The city Planning Commission is considering a requirement for developers to install combination curbs, gutters and sidewalks in new subdivisions - eliminating planter strips between sidewalks and gutters.The theory is that the city's liability would be decreased because all utility lines would run inside each homeowner's property line. The requirement also is considered a conservation measure because it would decrease the amount of lawn residents water.

"Right now, this is the direction the Planning Commission is leaning," City Councilman Grant Palfreyman said.

However, Springville Postmaster Gaylon Palmer said the requirement would cause delivery problems because the U.S. Postal Service requires curbside delivery to all new homes. The only time deliveries are made directly to new houses is for ones built between two homes already receiving porch service. By eliminating planter strips, residents would have no place to install curbside mailboxes.

In some areas where curbside delivery is not practical, however, the Postal Service uses cluster mailboxes - a cluster of eight or more locked boxes. Each household has an assigned box with a key; the boxes are serviced from behind by the letter carrier. The clusters are placed in a central location or at the entrance into the neighborhood.

"If we eliminate planter strips, this is the only alternative we have," Palfreyman said.

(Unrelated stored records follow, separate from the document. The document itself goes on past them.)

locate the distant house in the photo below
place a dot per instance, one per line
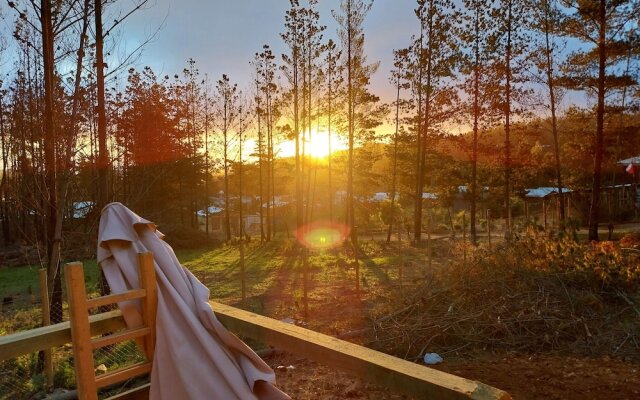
(81, 209)
(544, 201)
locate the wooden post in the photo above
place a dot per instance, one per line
(83, 353)
(46, 321)
(489, 227)
(243, 282)
(147, 275)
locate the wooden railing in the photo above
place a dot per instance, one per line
(370, 365)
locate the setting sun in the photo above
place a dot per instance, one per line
(317, 145)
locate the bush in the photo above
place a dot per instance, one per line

Councilmen Chris Sorenson and Gordon Smith agreed that the elimination of planter strips would help the city but said they would have a hard time supporting mailbox clusters if residents oppose the idea. Support for clusters likely will depend on how central they are, how secure the mailboxes are and if the clusters provide adequate privacy.

"I know that if I were in that situation I'd at least want the mailbox placed in a position where I could see it," Sorenson said.

Palmer doubts residents in new subdivisions would support the mailbox-cluster requirement. Residents in rural areas serviced by the Springville Post Office often complain about having to walk distances to pick up their mail, he said.

"A lot of citizens just like to receive mail as close to their home as possible," Palmer said.

Council members will ask the Planning Commission to discuss each proposal, then make a recommendation to the City Council.